Eine anu ist gerecht.
Eine anu ist die Herrscherin über das Leben.
Charlotte Heynes ist eines dieser Mädchen, das niemals auffällt. Schüchtern, rothaarig, blass.
Und doch trägt sie das Geheimnis des Lebens in sich.
Sie ist die Auserwählte und will es gar nicht sein.
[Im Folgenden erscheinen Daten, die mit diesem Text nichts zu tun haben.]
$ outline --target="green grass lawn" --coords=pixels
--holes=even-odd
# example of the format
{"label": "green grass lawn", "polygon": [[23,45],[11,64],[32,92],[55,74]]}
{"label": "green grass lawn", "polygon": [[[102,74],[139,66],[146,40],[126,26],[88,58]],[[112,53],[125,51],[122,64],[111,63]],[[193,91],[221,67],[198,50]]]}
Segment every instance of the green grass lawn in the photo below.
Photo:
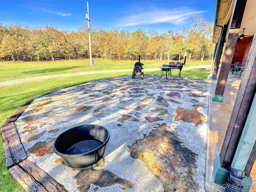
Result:
{"label": "green grass lawn", "polygon": [[[167,64],[166,61],[141,60],[144,64],[144,68],[158,68],[163,64]],[[26,102],[35,97],[47,93],[56,89],[79,83],[106,78],[120,75],[130,75],[136,61],[106,61],[100,59],[94,59],[94,71],[127,69],[128,72],[115,72],[88,74],[66,77],[50,78],[40,81],[22,83],[6,87],[0,87],[0,124],[2,125],[6,119],[11,116]],[[187,62],[185,67],[200,65],[210,65],[211,61]],[[74,68],[80,66],[86,68]],[[90,61],[87,60],[56,61],[48,62],[21,62],[15,64],[11,62],[0,63],[0,82],[21,79],[32,77],[42,76],[54,74],[72,74],[78,72],[91,71]],[[161,75],[159,70],[152,70],[144,72],[144,77],[148,74]],[[178,70],[172,72],[177,76]],[[206,78],[210,74],[210,70],[186,70],[184,68],[182,76],[198,77]],[[145,78],[143,80],[146,80]],[[5,154],[0,132],[0,192],[23,192],[24,191],[15,181],[7,170],[5,164]]]}

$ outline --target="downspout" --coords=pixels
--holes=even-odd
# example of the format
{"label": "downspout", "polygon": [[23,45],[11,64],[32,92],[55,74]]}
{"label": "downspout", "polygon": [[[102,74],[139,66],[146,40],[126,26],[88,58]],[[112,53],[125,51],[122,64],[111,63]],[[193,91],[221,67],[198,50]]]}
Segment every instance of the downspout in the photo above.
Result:
{"label": "downspout", "polygon": [[230,168],[229,172],[230,174],[226,181],[225,192],[230,191],[230,190],[231,191],[243,191],[244,168],[256,140],[256,94],[254,95]]}

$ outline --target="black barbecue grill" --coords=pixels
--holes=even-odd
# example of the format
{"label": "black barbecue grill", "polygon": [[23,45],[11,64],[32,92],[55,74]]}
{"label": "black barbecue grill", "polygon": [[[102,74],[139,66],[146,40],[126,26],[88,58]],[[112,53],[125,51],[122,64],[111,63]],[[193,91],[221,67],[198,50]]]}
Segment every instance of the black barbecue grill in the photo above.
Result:
{"label": "black barbecue grill", "polygon": [[163,65],[162,67],[160,67],[160,68],[162,69],[162,75],[161,75],[161,77],[160,77],[160,78],[161,78],[163,75],[163,72],[165,71],[166,73],[166,79],[168,79],[167,75],[168,75],[168,76],[172,76],[172,69],[179,69],[180,72],[179,72],[178,77],[180,77],[181,70],[182,69],[183,65],[185,65],[186,58],[186,56],[185,56],[184,58],[184,63],[182,63],[181,62],[170,62],[169,63],[169,65]]}
{"label": "black barbecue grill", "polygon": [[143,79],[144,78],[144,73],[142,72],[142,70],[143,69],[142,65],[144,64],[140,62],[140,56],[139,56],[139,62],[136,62],[134,64],[134,68],[133,68],[133,71],[132,72],[132,78],[134,79],[135,78],[135,75],[136,74],[140,74],[140,76],[141,77],[141,79]]}

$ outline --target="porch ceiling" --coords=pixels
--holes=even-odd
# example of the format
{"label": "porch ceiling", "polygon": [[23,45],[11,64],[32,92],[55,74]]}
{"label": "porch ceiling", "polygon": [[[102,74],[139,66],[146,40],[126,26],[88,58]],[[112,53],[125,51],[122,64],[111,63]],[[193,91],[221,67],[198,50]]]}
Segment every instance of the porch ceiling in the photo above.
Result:
{"label": "porch ceiling", "polygon": [[[223,26],[226,24],[231,16],[234,0],[216,0],[215,11],[215,21],[217,25]],[[219,2],[219,4],[218,2]],[[254,35],[256,30],[256,1],[247,0],[244,13],[241,28],[238,35],[243,32],[243,28],[245,28],[244,34],[245,37]],[[214,25],[212,40],[218,41],[220,33],[221,28]]]}

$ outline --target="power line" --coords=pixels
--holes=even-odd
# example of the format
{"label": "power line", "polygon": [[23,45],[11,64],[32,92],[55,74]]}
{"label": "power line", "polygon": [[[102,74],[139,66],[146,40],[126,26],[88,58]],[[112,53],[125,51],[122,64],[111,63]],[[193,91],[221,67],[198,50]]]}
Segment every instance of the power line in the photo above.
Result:
{"label": "power line", "polygon": [[[65,10],[66,11],[73,11],[74,12],[79,12],[80,13],[84,13],[84,12],[82,12],[82,11],[75,11],[74,10],[70,10],[69,9],[62,9],[62,8],[56,8],[56,7],[50,7],[50,6],[44,6],[43,5],[37,5],[36,4],[32,4],[31,3],[24,3],[24,2],[19,2],[18,1],[12,1],[12,0],[7,0],[8,1],[10,1],[11,2],[14,2],[15,3],[21,3],[21,4],[26,4],[28,5],[33,5],[33,6],[38,6],[40,7],[47,7],[48,8],[53,8],[53,9],[61,9],[62,10]],[[79,3],[81,3],[81,2],[78,2],[78,1],[74,1],[73,0],[72,1],[75,1],[76,2],[78,2]]]}

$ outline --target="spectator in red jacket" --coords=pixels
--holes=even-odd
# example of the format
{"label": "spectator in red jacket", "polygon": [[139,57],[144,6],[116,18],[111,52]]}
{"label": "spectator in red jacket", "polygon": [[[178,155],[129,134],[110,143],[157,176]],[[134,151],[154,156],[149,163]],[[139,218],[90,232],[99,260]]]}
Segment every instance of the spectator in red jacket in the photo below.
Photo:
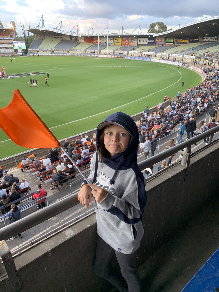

Charlotte trägt die drei Zeichen des Lebens.
Dunkelblaue Augen.
Muttermale am Kinn.
Das dritte Auge.
Leseprobe:
In meinem Traum war der Vulkan ohne Vorwarnung ausgebrochen, hatte die Spitze des Berges abgesprengt und Unmengen an Lava durch die Luft geschleudert. Unmenschliches Getöse brauste durch die mit Schwefelgestank erfüllte Luft. Menschen schrien vor Angst und liefen durcheinander, manche wurden von den herunterfallenden Brocken heißer Lava erschlagen und verbrannten sofort. Nicht einmal mehr Asche war von ihnen übrig geblieben. Die Nacht war von rotem Licht durchzogen, Blitze zuckten aus dem Kelch des Vulkans; ein grausames Feuerwerk der Natur tief aus dem Schlund der Erde, die uns Leben spenden sollte und doch Tod und Verwüstung brachte. Ich hatte die Bewohner des Dorfes gesehen. Direkt in ihre Gesichter gesehen und die vor Angst geweiteten Augen, die weit aufgerissenen Münder mit den stummen Schreien der Furcht, hatten mir die Luft zum Atmen genommen. Als einer der Dorfbewohner auf mich zutrat und mich vorwurfsvoll ansah, mich an den Schultern packte und schüttelte, um mir immer wieder die gleiche, stumme und unausgesprochene Frage zu stellen. Lautlos in all dem Getöse war diese Frage über seine Lippen gekommen, aber ich wusste, welche Frage es war. Warum hast du uns nicht gewarnt? An dieser Stelle bin ich aufgewacht - wache ich immer auf -, habe geschrien und die Haut in meinem Gesicht befühlt. Der Traum ist so real gewesen, dass mein Gesicht glüht. Wie verbrannt glüht. Ich mache mir Vorwürfe, meine Nachbarn, die Menschen mit denen ich aufgewachsen war und die ich wie meine Familie liebe, in diesem Dorf nicht gewarnt zu haben. Ihnen nicht erzählt zu haben, dass ich dieses Unglück bereits vor Wochen vorausgesehen hatte. Ich schäme mich, sie in diese Katastrophe stürzen zu lassen.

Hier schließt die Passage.